ALIVE FROM DEAD MAN'S CURVE
By Johan Lottering
AS the Robinson R44 Raven II's engine spluttered Willem Boshoff (46) knew the odds. Barely a week before he had to land in the veldt with partial engine power-loss. The engineers had done a field repair by replacing the fuel pump, suspected to have caused cavitation. The icy familiar feeling came all over him, once again. The engine r.p.m. needle was dropping uncommanded. The red annunciator light glared on the panel, the aural warning in his headphones confirming his worst fears. There was no time to even ponder. His training kicked in. He immediately lowered the 'collective' lever to reduce the angle of attack on the main rotors, thereby reducing the load. He simultaneously opened the throttle. But, that caused the engine to quit completely. Suspended in midair Willem and his front passenger, the farmer whose lost Kudu bull they had been looking for, were in real troubleÖ
Today, months later, he still marvels that they had come away unscathed from not merely an under-developed autorotation, but full-fledged 'crash landing' atop a dense crop of trees. [An 'autorotation' is the helicopter version of a fixed-wing forced landing without power]. They were barely 35 minutes into a Part 127 game-spotting operation in his Robinson R44 helicopter. At that crucial moment, Willem knew he had to react 'super fast'. He also instinctively realised nothing short of a miracle would save them. These kind of situations are seldom survived. With only 40 knots and barely 150 feet height there were neither enough time nor any forward or downward momentum as potential energy to re-energize the ailing rotor r.p.m. needed for a safe landing.
The flight regime in which pilot Willem Boshoff was operating seconds before has killed many pilots and occupants in the game-capturing business. It is not called 'dead man's curve' without reason. They felt themselves hurling from about ten storeys high into the crowns of a patch of camel thorn trees. There were no other options. Just before impact he 'flared' real hard with the 'cyclic' stick, thereby changing the attitude nose-up to impact first with the strongest part of the structure, the skids and underbelly. When the severely damaged helicopter came to a dead stop, they unlatched their harnesses and ran to avoid the effects of an imminent explosion. Minutes later he realised he still had half tanks, they could have been incinerated.
Get the 'app'
Willem nowadays would urge fellow-aviators to pay close attention to the effects of high Density Altitude (DA). Since the accident he has loaded Timm Tuckers R44 Gyronimo Raven 2 app on his ipad and regards it as a life-saver. The app can be found via Internet search. It uses basic data to automatically determine safety parameters and automated warnings. Willem now observes strict self-imposed 'termination of operations' parameters by means of the app.

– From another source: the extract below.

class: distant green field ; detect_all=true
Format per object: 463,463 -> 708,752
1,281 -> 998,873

Above 28 degrees Centigrade he lands and waits for temperatures to subside. As he works in the Kalahari area with typical elevations around 4 000 feet in soaring temperatures, he is fully aware the lift generating abilities of the helicopters he fly can be severely impaired in high DA.
However, he is now also convinced that above 28 degrees Centigrade an additional potential hazard emerges in the form of vapour locks in the engine's fuel injection system and lines. High ambient temperatures have been known to cause cavitation in engine driven fuel pumps of fixed-wing piston aircraft engines. The difficulty for investigators is that once the engine is started during a bench test, it has already cooled down after being primed - the very process 'masking' the original cause of inadvertent power loss].

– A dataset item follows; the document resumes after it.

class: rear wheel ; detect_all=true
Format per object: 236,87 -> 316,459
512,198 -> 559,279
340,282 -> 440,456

According to the formal accident report, which Willem considers highly controversial, the primary cause was inadvertent deactivation of the hydraulic system by the pilot. Asked to explain, Willem attributed the different findings to investigators not inspecting the helicopter at the crash site. He was led to believe that farm workers had climbed inside the cockpit posing for cellphone photographs, without authorisation. 'Anything could have happened, as they'd obviously fiddled with the switches and controls'.
Willem's instructor Martin Jacobs of Powered Flight confirmed training pilots for such possibility was part of the curriculum. He conceded such inadvertent action could 'take a pilot by surprise' as more strength would be 'unexpectedly' needed to maintain control. The helicopter would still be able to fly normally, though it might take vital seconds for the pilot to firstly recognise the condition and then adjust to it. He cited an accident some years ago when a pilot and passenger were consumed by post-impact * fire upon colliding with a hangar at Rand Airport. The hydraulic switch, next to the siren button, had been switched off inadvertently. Look and learn and fly safely!
[The lamented Robinson bladder tank modification may well have been a blessing in disguise in Willem's case.]